A sieve is a useful kitchen tool to keep on hand, so if you don’t have one of these already, it’s time to make the small investment. Make sure to use a sieve, not a colander. Rice grains will slip right through the large holes of a colander.

  1. Add the desired quantity of uncooked rice to a fine-mesh strainer or sieve.
  2. Hold strainer beneath a running faucet using cold water.
  3. Rinse for 30 seconds to 1 minute, or until water runs clear.
  4. Shake rice gently to drain any remaining water, then add to rice cooker.

Bowl Rinsing Method

This method takes longer but removes more starch from the rice. You'll need a large mixing bowl and a fine-mesh strainer.

  1. Add desired quantity of rice to large bowl and cover with cold water.
  2. Swirl rice with your hand until water becomes cloudy.
  3. Carefully pour out water and refill with clean water.
  4. Swirl rice a second time and use a fine-mesh strainer to drain all water from rice.
  5. If desired, repeat until water is clear.

Rice Rinsing FAQ

FAQ, rice on a spoon

We answer some common questions about rinsing rice below:

Do You Need to Rinse Until the Water is Clear?

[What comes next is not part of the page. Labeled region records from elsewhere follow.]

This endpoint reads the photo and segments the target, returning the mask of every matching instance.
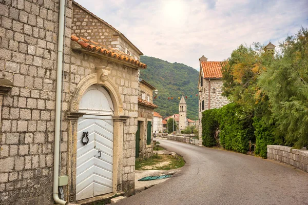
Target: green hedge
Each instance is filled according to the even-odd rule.
[[[206,147],[216,145],[214,136],[219,128],[220,143],[222,147],[246,153],[249,150],[249,141],[256,141],[253,116],[235,103],[205,111],[202,113],[202,144]]]
[[[216,129],[219,128],[219,109],[207,110],[202,113],[202,145],[213,147],[217,145],[215,138]]]
[[[230,103],[221,108],[220,144],[226,150],[242,153],[249,150],[249,141],[256,139],[252,114]]]
[[[266,158],[267,145],[274,145],[274,127],[266,125],[260,118],[254,117],[254,127],[256,135],[255,153],[263,158]]]

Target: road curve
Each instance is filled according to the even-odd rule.
[[[167,140],[179,174],[117,204],[308,204],[308,173],[252,156]]]

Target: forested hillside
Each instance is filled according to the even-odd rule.
[[[183,64],[152,57],[142,56],[141,61],[147,65],[147,68],[141,70],[140,77],[158,90],[158,97],[153,99],[159,106],[155,111],[164,117],[178,113],[178,97],[187,96],[187,117],[198,119],[199,96],[196,95],[198,94],[199,72]]]

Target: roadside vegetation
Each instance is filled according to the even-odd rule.
[[[245,153],[250,140],[264,158],[267,145],[308,148],[308,30],[288,36],[275,55],[263,47],[242,45],[228,58],[223,95],[232,102],[203,112],[203,145]]]
[[[184,165],[185,161],[181,156],[159,154],[145,159],[137,159],[135,169],[136,170],[169,170],[179,168]]]

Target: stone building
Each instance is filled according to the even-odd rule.
[[[0,204],[82,204],[134,189],[142,53],[64,2],[0,4]]]
[[[157,112],[153,114],[153,132],[158,133],[159,132],[163,132],[163,117]]]
[[[199,138],[202,143],[202,112],[205,110],[219,108],[229,103],[226,97],[221,96],[223,81],[221,68],[225,62],[209,61],[202,56],[200,59],[200,69],[199,89]]]
[[[136,157],[148,158],[153,154],[153,104],[155,88],[140,78],[138,94],[138,128],[136,134]]]

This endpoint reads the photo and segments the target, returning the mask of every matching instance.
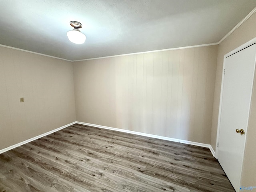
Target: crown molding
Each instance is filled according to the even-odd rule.
[[[0,44],[0,47],[3,47],[6,48],[9,48],[10,49],[14,49],[16,50],[18,50],[19,51],[24,51],[25,52],[27,52],[28,53],[33,53],[34,54],[36,54],[37,55],[42,55],[43,56],[45,56],[46,57],[51,57],[52,58],[54,58],[55,59],[60,59],[61,60],[64,60],[64,61],[69,61],[70,62],[76,62],[78,61],[88,61],[89,60],[93,60],[95,59],[104,59],[106,58],[110,58],[111,57],[120,57],[121,56],[126,56],[128,55],[136,55],[138,54],[142,54],[144,53],[153,53],[155,52],[159,52],[161,51],[169,51],[172,50],[177,50],[178,49],[187,49],[189,48],[193,48],[195,47],[203,47],[205,46],[210,46],[211,45],[218,45],[220,43],[221,43],[224,40],[225,40],[226,38],[227,38],[230,34],[231,34],[233,32],[234,32],[237,28],[238,28],[239,26],[240,26],[243,23],[244,23],[246,20],[247,20],[249,18],[250,18],[251,16],[252,16],[253,14],[254,14],[256,12],[256,8],[254,8],[251,12],[250,12],[249,14],[248,14],[243,20],[241,21],[238,24],[237,24],[233,29],[232,29],[222,39],[221,39],[218,42],[217,42],[216,43],[210,43],[208,44],[203,44],[201,45],[193,45],[192,46],[187,46],[185,47],[177,47],[176,48],[170,48],[169,49],[161,49],[159,50],[155,50],[153,51],[145,51],[143,52],[138,52],[136,53],[128,53],[127,54],[122,54],[120,55],[113,55],[111,56],[106,56],[105,57],[97,57],[94,58],[91,58],[89,59],[81,59],[78,60],[69,60],[68,59],[64,59],[63,58],[60,58],[59,57],[54,57],[54,56],[51,56],[50,55],[46,55],[45,54],[42,54],[41,53],[37,53],[36,52],[34,52],[33,51],[28,51],[27,50],[25,50],[24,49],[20,49],[19,48],[16,48],[15,47],[11,47],[10,46],[7,46],[6,45],[2,45]]]
[[[94,59],[104,59],[106,58],[110,58],[111,57],[120,57],[121,56],[127,56],[128,55],[137,55],[138,54],[143,54],[144,53],[154,53],[155,52],[160,52],[161,51],[170,51],[171,50],[177,50],[178,49],[188,49],[189,48],[193,48],[195,47],[204,47],[206,46],[210,46],[211,45],[218,45],[218,43],[209,43],[208,44],[203,44],[202,45],[193,45],[192,46],[187,46],[186,47],[180,47],[176,48],[170,48],[169,49],[160,49],[159,50],[154,50],[153,51],[144,51],[143,52],[138,52],[136,53],[128,53],[126,54],[122,54],[121,55],[112,55],[111,56],[106,56],[105,57],[96,57],[95,58],[91,58],[90,59],[81,59],[79,60],[74,60],[72,61],[73,62],[78,61],[88,61],[89,60],[94,60]]]
[[[52,58],[54,58],[55,59],[64,60],[64,61],[69,61],[71,62],[73,61],[71,60],[68,60],[68,59],[64,59],[63,58],[60,58],[60,57],[54,57],[54,56],[52,56],[51,55],[46,55],[45,54],[42,54],[42,53],[37,53],[36,52],[34,52],[33,51],[28,51],[28,50],[26,50],[25,49],[20,49],[19,48],[16,48],[16,47],[11,47],[10,46],[7,46],[7,45],[2,45],[1,44],[0,44],[0,47],[5,47],[6,48],[9,48],[10,49],[18,50],[18,51],[24,51],[24,52],[27,52],[28,53],[33,53],[34,54],[36,54],[37,55],[42,55],[42,56],[45,56],[46,57],[51,57]]]
[[[253,14],[254,14],[256,12],[256,7],[254,8],[252,11],[251,11],[249,14],[248,14],[243,19],[243,20],[241,21],[238,24],[235,26],[233,28],[232,28],[230,31],[228,32],[226,35],[223,38],[221,39],[220,41],[218,42],[218,44],[219,44],[220,43],[221,43],[225,39],[226,39],[227,37],[228,37],[229,35],[231,34],[233,32],[234,32],[235,30],[237,29],[240,26],[241,26],[243,23],[244,23],[246,20],[247,20],[249,18],[250,18],[251,16],[252,16]]]

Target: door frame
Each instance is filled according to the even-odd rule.
[[[239,46],[237,48],[236,48],[236,49],[234,49],[234,50],[231,51],[230,52],[229,52],[228,53],[225,54],[224,55],[224,56],[223,57],[223,66],[222,67],[222,80],[221,80],[221,90],[220,90],[220,105],[219,106],[219,112],[218,112],[218,128],[217,128],[217,138],[216,138],[216,150],[215,150],[215,158],[218,159],[218,143],[219,142],[219,138],[220,137],[220,117],[221,116],[221,110],[222,110],[222,98],[223,98],[223,86],[224,86],[224,70],[225,69],[225,62],[226,62],[226,58],[228,56],[230,56],[231,55],[234,54],[236,53],[237,52],[240,51],[241,50],[242,50],[243,49],[244,49],[246,48],[247,48],[247,47],[252,45],[253,44],[254,44],[254,43],[256,43],[256,38],[255,38],[251,40],[250,40],[250,41],[249,41],[248,42],[244,43],[244,44],[243,44],[242,45]],[[244,151],[245,151],[245,145],[246,145],[246,141],[247,140],[247,128],[248,127],[248,122],[249,122],[249,115],[250,114],[250,108],[251,108],[251,102],[252,102],[252,89],[253,89],[253,85],[254,85],[254,79],[255,78],[255,65],[256,65],[256,52],[255,52],[255,55],[254,56],[255,58],[254,58],[254,70],[253,72],[253,82],[252,82],[252,88],[251,88],[251,92],[250,92],[250,108],[249,108],[249,111],[248,111],[248,119],[247,120],[247,124],[246,125],[246,134],[245,136],[246,137],[245,138],[245,141],[244,141]],[[244,154],[243,154],[243,156],[244,155]],[[244,161],[244,159],[243,159],[242,160],[242,169],[243,169],[243,161]],[[242,172],[240,174],[240,180],[241,180],[241,174],[242,174]]]

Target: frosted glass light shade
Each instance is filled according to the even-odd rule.
[[[76,44],[82,44],[86,38],[84,34],[82,33],[80,30],[76,29],[68,31],[67,35],[69,40]]]

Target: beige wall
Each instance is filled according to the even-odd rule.
[[[223,57],[256,37],[256,14],[254,14],[219,45],[211,139],[211,145],[214,149],[216,144]],[[256,82],[254,82],[242,174],[242,184],[244,186],[256,185],[256,151],[254,148],[256,145]]]
[[[76,120],[71,62],[0,47],[0,149]]]
[[[77,120],[210,144],[217,46],[74,62]]]

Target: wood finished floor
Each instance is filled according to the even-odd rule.
[[[234,192],[208,148],[75,124],[0,154],[0,192]]]

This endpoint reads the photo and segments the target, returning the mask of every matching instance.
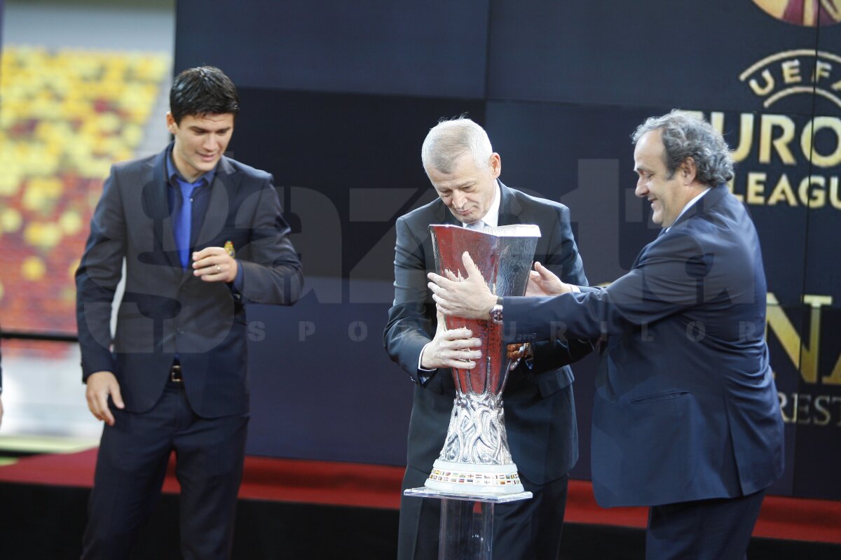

Rinsing white rice until the water runs clear ensures that all free starch is removed. It’s not 100% necessary in all applications, but it does help improve the texture. We recommend rinsing until the water is clear if you serve many rice dishes on your menu or if you find that your rice is too gummy.

Do You Need to Rinse Brown Rice?

No, brown rice is processed differently than white rice and does not require a rinse. It still contains the protective bran covering, and no free starches or lipids will be present on the surface.

Should You Rinse Rice for Risotto?

No, you shouldn’t rinse rice before making risotto. The starches present will actually improve the texture of your dish.

Can You Rinse Sticky Sushi Rice?

Yes, it’s okay to rinse sticky rice and it’s often recommended by chefs. The rinsing process will not ruin the sticky texture that's need to create sushi rolls.

White rice may seem like a plain dish, but when it doesn’t have the right texture, a rice lover will know! If you serve large quantities of rice at your restaurant, it could be beneficial to try out some rinsing methods. Find out what works for you and incorporate it into your daily prep.